M. Croft Michaelson: Le chiffre de 12 p. 100 concernait la hausse du nombre total des adultes inculpés d'une infraction en matière de drogue de 1998 à 1999. De 1998 à 1999, le nombre total des adultes inculpés d'une infraction en matière de drogue a augmenté de 12 p. 100. Au cours de cette période, si l'on regarde spécifiquement les infractions liées à la culture de cannabis, le nombre total d'adultes inculpés a augmenté de 41 p. 100. Quant aux infractions liées au trafic, elle ont connu une hausse de 15 p. 100.
Mme Libby Davies: Et cela s'applique à toutes les drogues, et non seulement au cannabis?
M. Croft Michaelson: Oui, toutes les infractions liées au trafic ont connu une hausse de 15 p. 100.
Pour ce qui est des poursuites, il y assurément un plus grand nombre de cas liés à la culture du cannabis en Colombie- Britannique. En ce qui concerne le volume de cannabis exporté vers les États-Unis, j'ignore quels sont les chiffres pertinents.
La U.S. DEA a récemment rendu public un rapport—je pense que c'était en décembre de l'an dernier—, qui portait spécifiquement sur la culture du cannabis en Colombie-Britannique. D'après ce rapport, les saisies de cannabis à la frontière entre la Colombie- Britannique et Washington sont passées de 325 livres en 1994 à 2 900 livres en 1999. Cela représente donc une tendance à la hausse, mais pour ce qui est de savoir où se situent ces 2 900 livres pour ce qui est de l'ensemble des saisies à la frontière pour l'ensemble des États-Unis, je l'ignore.
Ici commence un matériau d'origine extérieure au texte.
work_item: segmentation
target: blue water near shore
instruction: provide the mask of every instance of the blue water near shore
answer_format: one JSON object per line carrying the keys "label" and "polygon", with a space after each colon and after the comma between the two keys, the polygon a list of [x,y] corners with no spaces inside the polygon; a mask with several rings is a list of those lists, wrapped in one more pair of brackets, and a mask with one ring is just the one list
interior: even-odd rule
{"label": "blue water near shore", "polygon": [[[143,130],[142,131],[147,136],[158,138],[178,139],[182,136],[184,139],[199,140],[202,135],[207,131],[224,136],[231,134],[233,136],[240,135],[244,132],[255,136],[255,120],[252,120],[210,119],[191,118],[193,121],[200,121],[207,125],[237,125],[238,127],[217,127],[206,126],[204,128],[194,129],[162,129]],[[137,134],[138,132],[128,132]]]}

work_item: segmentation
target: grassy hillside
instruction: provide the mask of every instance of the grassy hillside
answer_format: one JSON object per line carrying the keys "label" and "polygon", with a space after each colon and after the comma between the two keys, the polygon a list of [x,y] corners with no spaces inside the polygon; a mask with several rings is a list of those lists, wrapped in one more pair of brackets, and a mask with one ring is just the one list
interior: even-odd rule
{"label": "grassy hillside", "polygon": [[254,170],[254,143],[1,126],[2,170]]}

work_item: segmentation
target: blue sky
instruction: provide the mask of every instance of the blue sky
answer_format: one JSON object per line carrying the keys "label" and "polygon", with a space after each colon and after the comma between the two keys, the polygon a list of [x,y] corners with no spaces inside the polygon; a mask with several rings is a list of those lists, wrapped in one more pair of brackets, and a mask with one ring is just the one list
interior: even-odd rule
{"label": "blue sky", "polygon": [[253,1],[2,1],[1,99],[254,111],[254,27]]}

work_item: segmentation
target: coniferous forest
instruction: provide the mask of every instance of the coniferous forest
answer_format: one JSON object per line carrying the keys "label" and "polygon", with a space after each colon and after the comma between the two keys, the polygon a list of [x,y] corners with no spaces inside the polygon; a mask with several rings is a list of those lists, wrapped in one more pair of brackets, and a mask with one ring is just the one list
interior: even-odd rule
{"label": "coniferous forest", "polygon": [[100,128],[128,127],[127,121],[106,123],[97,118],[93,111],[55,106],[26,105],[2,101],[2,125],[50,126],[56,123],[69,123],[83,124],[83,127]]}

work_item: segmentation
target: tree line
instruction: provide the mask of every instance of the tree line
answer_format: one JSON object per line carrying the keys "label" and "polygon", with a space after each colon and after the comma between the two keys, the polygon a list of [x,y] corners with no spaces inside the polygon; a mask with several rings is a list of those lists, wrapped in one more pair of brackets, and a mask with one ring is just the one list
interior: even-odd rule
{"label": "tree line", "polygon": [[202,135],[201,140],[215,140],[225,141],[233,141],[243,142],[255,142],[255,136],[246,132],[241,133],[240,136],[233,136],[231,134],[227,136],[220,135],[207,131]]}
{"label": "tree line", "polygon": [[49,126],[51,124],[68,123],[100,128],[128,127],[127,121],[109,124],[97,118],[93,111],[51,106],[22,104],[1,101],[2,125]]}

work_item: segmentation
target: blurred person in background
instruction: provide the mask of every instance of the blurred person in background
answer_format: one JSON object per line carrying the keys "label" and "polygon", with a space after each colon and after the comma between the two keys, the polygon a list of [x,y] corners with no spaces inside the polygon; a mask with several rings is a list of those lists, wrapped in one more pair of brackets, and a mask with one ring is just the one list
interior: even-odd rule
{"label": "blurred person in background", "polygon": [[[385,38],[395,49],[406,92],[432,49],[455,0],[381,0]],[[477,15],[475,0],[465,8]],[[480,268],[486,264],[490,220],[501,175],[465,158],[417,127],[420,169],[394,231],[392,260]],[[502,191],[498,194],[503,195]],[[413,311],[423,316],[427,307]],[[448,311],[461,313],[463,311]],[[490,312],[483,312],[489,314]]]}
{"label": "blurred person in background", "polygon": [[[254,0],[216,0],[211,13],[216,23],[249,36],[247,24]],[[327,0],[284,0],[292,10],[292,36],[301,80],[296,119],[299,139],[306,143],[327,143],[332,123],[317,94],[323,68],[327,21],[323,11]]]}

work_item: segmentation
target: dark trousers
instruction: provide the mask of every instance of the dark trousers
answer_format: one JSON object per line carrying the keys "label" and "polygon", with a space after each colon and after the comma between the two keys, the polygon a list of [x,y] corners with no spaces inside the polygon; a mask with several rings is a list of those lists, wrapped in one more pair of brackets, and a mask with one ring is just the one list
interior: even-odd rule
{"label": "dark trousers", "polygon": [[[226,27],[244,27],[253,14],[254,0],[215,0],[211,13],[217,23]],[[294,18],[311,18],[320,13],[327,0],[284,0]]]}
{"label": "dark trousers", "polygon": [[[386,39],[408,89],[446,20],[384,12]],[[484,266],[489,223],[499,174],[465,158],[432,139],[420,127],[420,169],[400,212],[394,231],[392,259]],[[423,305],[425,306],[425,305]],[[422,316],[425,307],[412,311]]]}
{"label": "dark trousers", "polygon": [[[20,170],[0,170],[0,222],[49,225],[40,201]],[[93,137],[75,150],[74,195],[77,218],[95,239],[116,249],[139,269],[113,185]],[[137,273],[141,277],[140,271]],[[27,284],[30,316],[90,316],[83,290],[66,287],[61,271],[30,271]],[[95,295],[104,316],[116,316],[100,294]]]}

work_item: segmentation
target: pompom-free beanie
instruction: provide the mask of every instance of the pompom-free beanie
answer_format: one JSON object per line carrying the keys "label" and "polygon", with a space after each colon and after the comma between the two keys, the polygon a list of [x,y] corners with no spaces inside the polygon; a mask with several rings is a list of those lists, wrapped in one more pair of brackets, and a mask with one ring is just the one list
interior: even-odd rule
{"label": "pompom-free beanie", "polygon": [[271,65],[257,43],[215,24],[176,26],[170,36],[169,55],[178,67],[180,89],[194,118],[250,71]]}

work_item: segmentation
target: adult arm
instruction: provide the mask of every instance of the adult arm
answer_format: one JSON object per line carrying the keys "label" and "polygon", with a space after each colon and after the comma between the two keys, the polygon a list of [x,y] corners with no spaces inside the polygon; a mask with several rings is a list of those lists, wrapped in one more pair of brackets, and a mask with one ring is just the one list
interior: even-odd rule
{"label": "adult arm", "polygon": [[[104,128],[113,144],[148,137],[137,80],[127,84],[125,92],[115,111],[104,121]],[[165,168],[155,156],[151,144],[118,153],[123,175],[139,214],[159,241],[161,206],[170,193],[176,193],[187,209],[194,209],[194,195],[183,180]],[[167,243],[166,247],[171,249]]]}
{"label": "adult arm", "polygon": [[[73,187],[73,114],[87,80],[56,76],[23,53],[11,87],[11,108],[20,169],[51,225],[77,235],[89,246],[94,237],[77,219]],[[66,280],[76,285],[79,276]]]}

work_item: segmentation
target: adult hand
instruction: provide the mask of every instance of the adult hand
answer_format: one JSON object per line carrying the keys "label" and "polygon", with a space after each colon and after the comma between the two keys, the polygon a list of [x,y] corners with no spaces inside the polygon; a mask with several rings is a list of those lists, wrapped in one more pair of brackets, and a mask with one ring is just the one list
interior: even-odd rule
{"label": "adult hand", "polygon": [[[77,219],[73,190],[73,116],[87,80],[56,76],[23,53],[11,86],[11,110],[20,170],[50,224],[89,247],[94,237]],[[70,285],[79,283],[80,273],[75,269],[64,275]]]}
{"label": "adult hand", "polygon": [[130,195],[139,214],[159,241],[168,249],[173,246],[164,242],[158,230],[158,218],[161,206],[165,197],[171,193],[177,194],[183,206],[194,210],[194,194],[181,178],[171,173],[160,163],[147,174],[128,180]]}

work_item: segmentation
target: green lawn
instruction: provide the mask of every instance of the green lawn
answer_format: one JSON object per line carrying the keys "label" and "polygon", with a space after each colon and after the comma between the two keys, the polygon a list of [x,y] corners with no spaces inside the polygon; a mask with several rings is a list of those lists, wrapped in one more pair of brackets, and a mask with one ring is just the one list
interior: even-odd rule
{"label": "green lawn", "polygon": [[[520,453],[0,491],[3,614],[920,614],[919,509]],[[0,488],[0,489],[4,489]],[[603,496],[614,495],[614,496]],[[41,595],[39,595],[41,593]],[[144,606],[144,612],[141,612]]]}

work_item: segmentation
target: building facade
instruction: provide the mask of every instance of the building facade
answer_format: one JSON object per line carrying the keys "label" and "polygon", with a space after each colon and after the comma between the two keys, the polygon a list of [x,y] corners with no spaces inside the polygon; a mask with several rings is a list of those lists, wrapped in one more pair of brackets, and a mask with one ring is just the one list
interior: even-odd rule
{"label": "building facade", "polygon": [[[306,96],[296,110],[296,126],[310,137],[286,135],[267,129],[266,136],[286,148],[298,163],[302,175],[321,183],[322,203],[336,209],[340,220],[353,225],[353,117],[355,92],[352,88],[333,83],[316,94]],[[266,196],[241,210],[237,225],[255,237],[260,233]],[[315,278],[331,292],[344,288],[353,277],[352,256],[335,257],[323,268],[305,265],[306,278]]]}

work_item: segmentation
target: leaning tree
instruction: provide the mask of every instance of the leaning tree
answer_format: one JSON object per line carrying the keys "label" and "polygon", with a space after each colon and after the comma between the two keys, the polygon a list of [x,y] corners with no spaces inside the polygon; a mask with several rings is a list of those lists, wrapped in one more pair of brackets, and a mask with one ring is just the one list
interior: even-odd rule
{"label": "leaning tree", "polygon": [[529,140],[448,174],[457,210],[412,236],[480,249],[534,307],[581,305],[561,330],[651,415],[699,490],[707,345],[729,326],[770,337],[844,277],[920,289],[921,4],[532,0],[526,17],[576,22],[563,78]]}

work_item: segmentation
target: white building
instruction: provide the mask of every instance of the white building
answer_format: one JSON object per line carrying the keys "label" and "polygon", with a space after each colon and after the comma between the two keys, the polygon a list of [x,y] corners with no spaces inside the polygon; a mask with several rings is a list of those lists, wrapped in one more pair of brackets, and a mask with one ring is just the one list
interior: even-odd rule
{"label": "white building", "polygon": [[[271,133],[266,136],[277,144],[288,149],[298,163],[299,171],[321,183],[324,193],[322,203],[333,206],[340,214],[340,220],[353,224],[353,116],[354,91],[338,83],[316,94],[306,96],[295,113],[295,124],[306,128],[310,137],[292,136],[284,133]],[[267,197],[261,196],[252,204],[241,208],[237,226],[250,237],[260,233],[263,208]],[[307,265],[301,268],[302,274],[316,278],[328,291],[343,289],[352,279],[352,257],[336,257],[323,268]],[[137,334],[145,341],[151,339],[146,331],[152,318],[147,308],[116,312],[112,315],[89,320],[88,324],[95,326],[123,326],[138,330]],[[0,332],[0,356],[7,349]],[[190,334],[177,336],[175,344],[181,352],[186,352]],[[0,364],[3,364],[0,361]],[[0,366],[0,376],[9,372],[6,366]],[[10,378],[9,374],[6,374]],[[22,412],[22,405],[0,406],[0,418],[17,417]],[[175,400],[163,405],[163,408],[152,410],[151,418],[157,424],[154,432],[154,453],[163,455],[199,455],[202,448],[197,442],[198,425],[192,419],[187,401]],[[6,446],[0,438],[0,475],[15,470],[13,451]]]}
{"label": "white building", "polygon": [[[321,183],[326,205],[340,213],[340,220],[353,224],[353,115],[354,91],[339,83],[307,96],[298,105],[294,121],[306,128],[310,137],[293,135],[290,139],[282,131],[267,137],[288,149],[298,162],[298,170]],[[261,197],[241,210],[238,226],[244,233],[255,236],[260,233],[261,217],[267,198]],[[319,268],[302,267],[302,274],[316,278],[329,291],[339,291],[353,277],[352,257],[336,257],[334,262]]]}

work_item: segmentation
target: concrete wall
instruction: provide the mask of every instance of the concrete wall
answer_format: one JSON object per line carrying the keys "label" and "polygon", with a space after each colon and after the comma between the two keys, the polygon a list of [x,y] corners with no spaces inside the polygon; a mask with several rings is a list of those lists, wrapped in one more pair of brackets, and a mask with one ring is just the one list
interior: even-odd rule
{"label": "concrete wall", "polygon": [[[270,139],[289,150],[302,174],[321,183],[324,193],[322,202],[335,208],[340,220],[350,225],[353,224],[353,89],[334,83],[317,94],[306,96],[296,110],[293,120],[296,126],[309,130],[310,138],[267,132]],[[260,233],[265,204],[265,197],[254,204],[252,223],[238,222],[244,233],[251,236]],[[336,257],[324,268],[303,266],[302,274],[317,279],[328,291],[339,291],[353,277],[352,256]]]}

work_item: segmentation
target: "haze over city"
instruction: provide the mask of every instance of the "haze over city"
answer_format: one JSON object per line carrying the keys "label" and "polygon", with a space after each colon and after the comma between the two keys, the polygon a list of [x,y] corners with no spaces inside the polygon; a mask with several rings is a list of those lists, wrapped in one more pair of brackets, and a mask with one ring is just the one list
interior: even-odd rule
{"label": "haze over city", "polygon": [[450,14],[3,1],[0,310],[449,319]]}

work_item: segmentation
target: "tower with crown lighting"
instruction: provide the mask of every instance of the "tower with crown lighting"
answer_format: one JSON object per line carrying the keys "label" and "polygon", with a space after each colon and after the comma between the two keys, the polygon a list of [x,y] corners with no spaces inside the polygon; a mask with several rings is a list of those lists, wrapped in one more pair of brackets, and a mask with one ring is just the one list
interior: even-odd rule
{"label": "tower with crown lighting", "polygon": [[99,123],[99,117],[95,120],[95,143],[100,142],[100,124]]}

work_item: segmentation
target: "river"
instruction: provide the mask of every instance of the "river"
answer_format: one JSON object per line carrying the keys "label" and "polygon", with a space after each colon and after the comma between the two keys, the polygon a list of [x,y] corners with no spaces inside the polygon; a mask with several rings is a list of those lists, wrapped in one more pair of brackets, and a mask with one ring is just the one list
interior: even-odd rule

Mme Libby Davies: Nous avons l'information fournie par l'ADRC.
Me reste-t-il du temps? Non? D'accord.
La présidente: Monsieur Saada.
[Français]
M. Jacques Saada: Merci. J'aimerais revenir une seconde sur ce que vous avez dit dans votre présentation, au départ. Est-ce que les Pays-Bas sont signataires des traités dont vous avez parlé?
M. Paul Saint-Denis: À ma connaissance, ils sont signataires des trois traités principaux, oui.
M. Jacques Saada: D'accord. Je voudrais revenir sur un point extrêmement intéressant que M. Ménard avait commencé à aborder et qui, je pense, est fondamental.
À mon sens, il y a trois choses qu'il faut absolument distinguer les unes des autres. La première, c'est la décriminalisation, qu'on pourrait aussi appeler déjudiciarisation. Autrement dit, s'il y a une infraction, elle est punissable, mais pas forcément devant un juge et dans le cadre d'un procès. C'est comme une infraction au Code de la route, par exemple.
La seconde chose, c'est la légalisation, où on permet purement et simplement l'utilisation sans réserve. D'accord? Il s'agit d'une utilisation à des fins personnelles et non pas de trafic. Ça, c'est encore autre chose. Le principe de la légalisation, c'est qu'il n'y a pas de contrainte, pas de faute.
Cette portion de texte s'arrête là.